Haemagglutination inhibition titre data

The code below attaches the titre data used in this analysis and visualises the data by strain, sampling time and experimental group. Each row corresponds to observed HI titres against a single influenza strain from a single experimental group for a single individual. Each column gives observations made at a particular sampling time. The data is melted below using the reshape2 package for plotting, but the unmelted data frame is used in model fitting.

set.seed(1234)

## Load the titre data and exposure times
data(ferret_titres)
data(exposure_times)

## Melt titre data for plotting
meltedDat <- reshape2::melt(ferret_titres, id.vars=c("group", "strain", "indiv"))

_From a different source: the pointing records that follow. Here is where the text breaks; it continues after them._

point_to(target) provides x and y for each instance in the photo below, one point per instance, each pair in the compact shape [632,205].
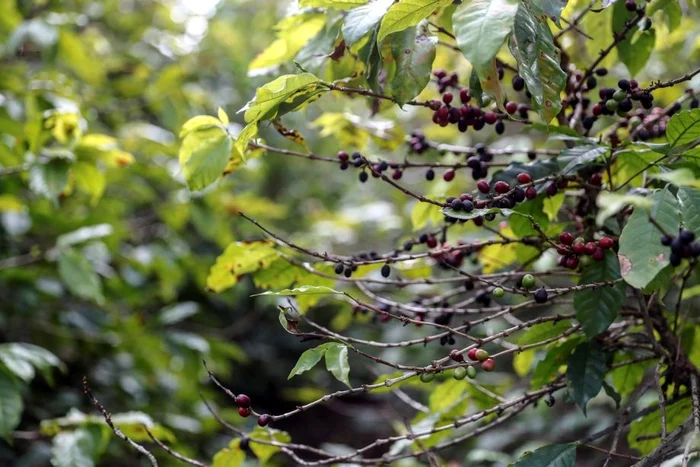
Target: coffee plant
[482,217]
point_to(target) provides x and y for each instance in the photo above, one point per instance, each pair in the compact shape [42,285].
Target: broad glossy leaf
[481,28]
[79,276]
[293,90]
[689,199]
[585,372]
[303,290]
[414,52]
[554,455]
[406,13]
[538,60]
[308,360]
[634,51]
[641,254]
[10,405]
[683,128]
[597,308]
[337,362]
[550,8]
[572,159]
[239,258]
[50,179]
[361,20]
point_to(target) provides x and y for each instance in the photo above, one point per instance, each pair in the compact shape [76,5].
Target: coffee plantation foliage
[335,232]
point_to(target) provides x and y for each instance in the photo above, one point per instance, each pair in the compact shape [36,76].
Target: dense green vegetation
[334,232]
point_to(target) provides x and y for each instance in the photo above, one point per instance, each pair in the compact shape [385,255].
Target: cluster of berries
[682,246]
[574,251]
[243,402]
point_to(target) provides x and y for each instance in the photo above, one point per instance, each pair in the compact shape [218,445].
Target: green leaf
[303,290]
[610,391]
[414,52]
[683,128]
[204,160]
[650,424]
[641,254]
[79,276]
[612,203]
[550,8]
[77,448]
[265,451]
[337,362]
[229,457]
[239,258]
[548,367]
[689,199]
[585,373]
[572,159]
[534,209]
[481,28]
[308,360]
[10,405]
[339,4]
[554,455]
[543,331]
[538,60]
[361,20]
[634,51]
[49,179]
[406,13]
[21,359]
[596,309]
[282,95]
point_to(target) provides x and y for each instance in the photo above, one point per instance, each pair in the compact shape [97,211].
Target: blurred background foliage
[104,252]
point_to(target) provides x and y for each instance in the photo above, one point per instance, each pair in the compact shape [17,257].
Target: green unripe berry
[481,355]
[611,105]
[619,95]
[528,281]
[427,377]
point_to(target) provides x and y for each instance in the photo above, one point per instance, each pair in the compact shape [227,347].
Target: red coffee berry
[566,238]
[572,262]
[264,419]
[599,254]
[483,186]
[501,187]
[591,248]
[605,243]
[243,401]
[524,177]
[456,356]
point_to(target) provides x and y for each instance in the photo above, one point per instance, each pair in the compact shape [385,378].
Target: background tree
[479,216]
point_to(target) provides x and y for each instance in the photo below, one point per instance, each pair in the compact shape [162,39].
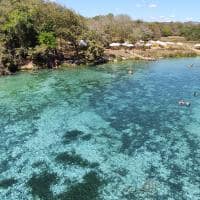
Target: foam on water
[131,139]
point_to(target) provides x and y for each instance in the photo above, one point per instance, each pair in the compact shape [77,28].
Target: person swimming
[184,103]
[195,94]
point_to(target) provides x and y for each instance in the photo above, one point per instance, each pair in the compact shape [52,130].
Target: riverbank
[117,55]
[149,54]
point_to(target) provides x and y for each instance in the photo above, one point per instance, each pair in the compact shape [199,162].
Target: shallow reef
[101,133]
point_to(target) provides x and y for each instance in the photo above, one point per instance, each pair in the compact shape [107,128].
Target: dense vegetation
[48,34]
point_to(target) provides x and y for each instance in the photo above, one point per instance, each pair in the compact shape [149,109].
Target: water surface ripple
[101,133]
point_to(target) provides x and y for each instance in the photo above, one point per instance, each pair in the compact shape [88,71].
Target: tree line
[47,34]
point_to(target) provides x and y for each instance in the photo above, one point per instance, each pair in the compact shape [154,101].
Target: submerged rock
[86,190]
[74,159]
[7,183]
[41,185]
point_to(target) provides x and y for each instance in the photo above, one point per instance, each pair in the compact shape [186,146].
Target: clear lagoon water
[100,133]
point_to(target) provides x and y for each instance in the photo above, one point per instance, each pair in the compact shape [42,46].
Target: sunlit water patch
[102,133]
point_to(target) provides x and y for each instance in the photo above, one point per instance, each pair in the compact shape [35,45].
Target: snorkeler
[195,94]
[184,103]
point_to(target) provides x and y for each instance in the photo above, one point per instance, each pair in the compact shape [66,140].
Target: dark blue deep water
[101,133]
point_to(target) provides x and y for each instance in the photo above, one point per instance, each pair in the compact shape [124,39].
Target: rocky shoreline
[117,55]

## Convert factored times into sampling time in days
times <- c("X0"=0,"X21"=21,"X37"=37,"X49"=49,"X70"=70)
meltedDat$variable <- times[meltedDat$variable]

## View titre data facetted by group and 
## coloured by strain
library(ggplot2)
ggplot(meltedDat) + 
  geom_jitter(aes(x=variable,y=value,col=strain), width=1,height=0) + 
  geom_vline(data=exposure_times, aes(xintercept=time,linetype=exposure)) +
  scale_y_continuous(limits=c(0,13),breaks=seq(0,13,by=2)) +
  ylab("HI titre") +
  facet_wrap(~group,ncol=1)+
  theme_bw() + 
  theme(text=element_text(size=8))

Y-axis shows log-titre; x-axis shows time of events in days (sampling times for data points, exposure events for vertical lines); each panel shows a different experimental group; vertical lines show which exposures are given to which experimental groups.

Running the MCMC code

The code provided below forms the core of the scripts used to generate the accompanying analyses. Understanding this will allow a user to generate their own scripts for their own machine/cluster infrastructure.

## Specify the options for this run based on the run name string.
## see inputs/run_key.csv for further details
runName <- "CYTY6BN"

## Generate a list of options from this run name
options <- convert_runName_to_options(runName)

## Attach example parameter and exposure tables
## Only parameters with `fixed==0` will be varied 
## in the MCMC framework - the rest will be left fixed
data(exampleParTab)
data(exampleExposureTab)
exampleParTab <- parTab_modification(exampleParTab,options,fixed_S=FALSE)

## Attach titre data and clean for submission to MCMC code
data(ferret_titres)

## Only use the columns containing titres
## Note that the data matrix should be ordered by group
## in the same order as the exposureTab
dat <- as.matrix(ferret_titres[,4:ncol(ferret_titres)])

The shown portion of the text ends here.